Her sufferings only intensified in the schoolyard where she was left out of the girls’ rough games. No one wanted her on their team. “I did not know how to play like the other children, and I was not much fun for them, but I did do my best to join in, even though it was never any good,” the Saint sadly admits in her autobiography.
“Something like a veil spread over all her rich gifts from God,” wrote her sister Celine about this trying time in her little sister’s life. “The reason she was so overlooked was her great shyness, which made her irresolute and paralyzed her in everything she attempted. In fact she constantly called forth unfavorable judgments because she said almost nothing and always let others speak.”
“Thus Therese was lonely, plunged into that bitter and humiliating loneliness which is not self-elected, but imposed by others,” Goerres writes.
This painful period lasted two full years. Her only escape was found while waiting for her father to come for her at the end of each day when she would slip into the church and sit with her “only friend” – Jesus in the Tabernacle. Every night her wounded heart would be soothed by the family’s praise of “good marks” in school and showered her with the love and affection she never received at school.
Significantly, her father and siblings knew little about these hardships. Just as she had done at the age of four when her mother died, Therese said very little about what was going on inside her. The family only learned the full extent of the sufferings she endured during this period in her life when they read her autobiographical notes years later.
Even today, we tend to see only the lovely side of the life of the Little Flower of Lisieux, the flowery piety and Victorian niceness of her day. It’s hard to even imagine her suffering the heartbreaking scourge of bullying, but that she did, and for almost two years!
Because of the attention society has brought upon the problem of bullying, we now know that Therese suffered the classic symptoms of the bullied, particularly in the constant headaches she experienced and keeping the nasty details of the abuse to herself. The bullied frequently suffer in silence because they fear being a tattletale or are simply too ashamed to admit how they are being treated. https://www.stopbullying.gov/bullying/warning-signs
The good news is that we have an intercessor in heaven to help those of any age who suffer from bullying.

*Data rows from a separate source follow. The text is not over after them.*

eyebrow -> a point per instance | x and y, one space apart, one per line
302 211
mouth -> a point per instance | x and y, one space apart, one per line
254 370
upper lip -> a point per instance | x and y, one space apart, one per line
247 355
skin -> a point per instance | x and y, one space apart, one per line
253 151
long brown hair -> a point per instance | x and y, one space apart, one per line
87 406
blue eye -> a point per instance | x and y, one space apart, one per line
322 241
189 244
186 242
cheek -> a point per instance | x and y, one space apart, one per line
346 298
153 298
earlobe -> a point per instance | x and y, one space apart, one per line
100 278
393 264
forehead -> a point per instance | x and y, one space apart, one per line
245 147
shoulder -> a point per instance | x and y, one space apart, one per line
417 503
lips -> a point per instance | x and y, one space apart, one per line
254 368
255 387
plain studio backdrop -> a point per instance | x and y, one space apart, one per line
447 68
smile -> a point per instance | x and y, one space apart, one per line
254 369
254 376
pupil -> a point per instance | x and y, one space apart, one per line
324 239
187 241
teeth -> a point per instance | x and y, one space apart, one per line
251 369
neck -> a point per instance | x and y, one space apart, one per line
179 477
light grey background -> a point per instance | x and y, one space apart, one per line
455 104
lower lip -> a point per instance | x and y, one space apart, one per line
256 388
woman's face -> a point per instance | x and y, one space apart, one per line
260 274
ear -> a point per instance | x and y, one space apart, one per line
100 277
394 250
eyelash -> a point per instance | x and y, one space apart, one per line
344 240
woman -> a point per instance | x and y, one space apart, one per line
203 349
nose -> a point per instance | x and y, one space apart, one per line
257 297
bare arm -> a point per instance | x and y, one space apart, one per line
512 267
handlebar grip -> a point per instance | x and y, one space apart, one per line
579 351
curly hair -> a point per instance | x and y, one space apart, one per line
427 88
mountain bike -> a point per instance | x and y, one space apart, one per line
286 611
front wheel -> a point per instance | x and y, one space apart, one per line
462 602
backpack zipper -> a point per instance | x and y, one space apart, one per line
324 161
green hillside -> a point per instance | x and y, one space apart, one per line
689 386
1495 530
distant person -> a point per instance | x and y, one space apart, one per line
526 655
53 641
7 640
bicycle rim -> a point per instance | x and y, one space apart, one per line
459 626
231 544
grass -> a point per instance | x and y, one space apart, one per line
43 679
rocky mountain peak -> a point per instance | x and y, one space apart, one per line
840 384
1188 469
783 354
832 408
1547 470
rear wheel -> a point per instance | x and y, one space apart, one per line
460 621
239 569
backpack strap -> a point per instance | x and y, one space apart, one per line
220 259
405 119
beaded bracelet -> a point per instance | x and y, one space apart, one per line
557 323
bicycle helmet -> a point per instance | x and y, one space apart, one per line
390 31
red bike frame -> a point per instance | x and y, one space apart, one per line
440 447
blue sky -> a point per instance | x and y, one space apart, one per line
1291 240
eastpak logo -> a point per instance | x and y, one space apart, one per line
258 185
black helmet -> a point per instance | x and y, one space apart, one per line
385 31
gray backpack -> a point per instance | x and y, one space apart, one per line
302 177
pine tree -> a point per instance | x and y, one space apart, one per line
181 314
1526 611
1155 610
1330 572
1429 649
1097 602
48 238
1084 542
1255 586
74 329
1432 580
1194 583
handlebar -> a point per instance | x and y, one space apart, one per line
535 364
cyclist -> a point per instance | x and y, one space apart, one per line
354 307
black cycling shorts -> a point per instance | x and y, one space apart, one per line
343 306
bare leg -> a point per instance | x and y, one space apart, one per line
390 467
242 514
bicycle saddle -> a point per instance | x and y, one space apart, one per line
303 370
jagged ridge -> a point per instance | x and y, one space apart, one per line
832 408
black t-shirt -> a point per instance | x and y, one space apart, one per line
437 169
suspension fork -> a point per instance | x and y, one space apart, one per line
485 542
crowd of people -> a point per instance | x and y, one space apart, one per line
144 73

Even though it’s not an official title, anyone who is experiencing alienation or mockery from others, including those of us who are being marginalized for our faith, can turn to the little Saint of Lisieux who understands this deep personal pain only too well.
As we prepare for her feast day on October 1, let’s turn to her in prayer for all those who are being bullied.
Dearest St. Therese, you who once knew the cruelty of bullying, come to the aid of all those people who are enduring any kind of bullying – physically or emotionally – in our world today. Pray for them that God will give them the grace to know how undeserving they are of this treatment, and how beautiful they will always be in the eyes of their Creator. Like you once took shelter beside Jesus in the tabernacle, pray that they may take shelter in the arms of God where they can find healing for their wounds, the courage to reach out for help, and the grace they need to forgive their persecutors. We ask all this in the glorious name of Jesus Christ, our Lord and Savior. Amen.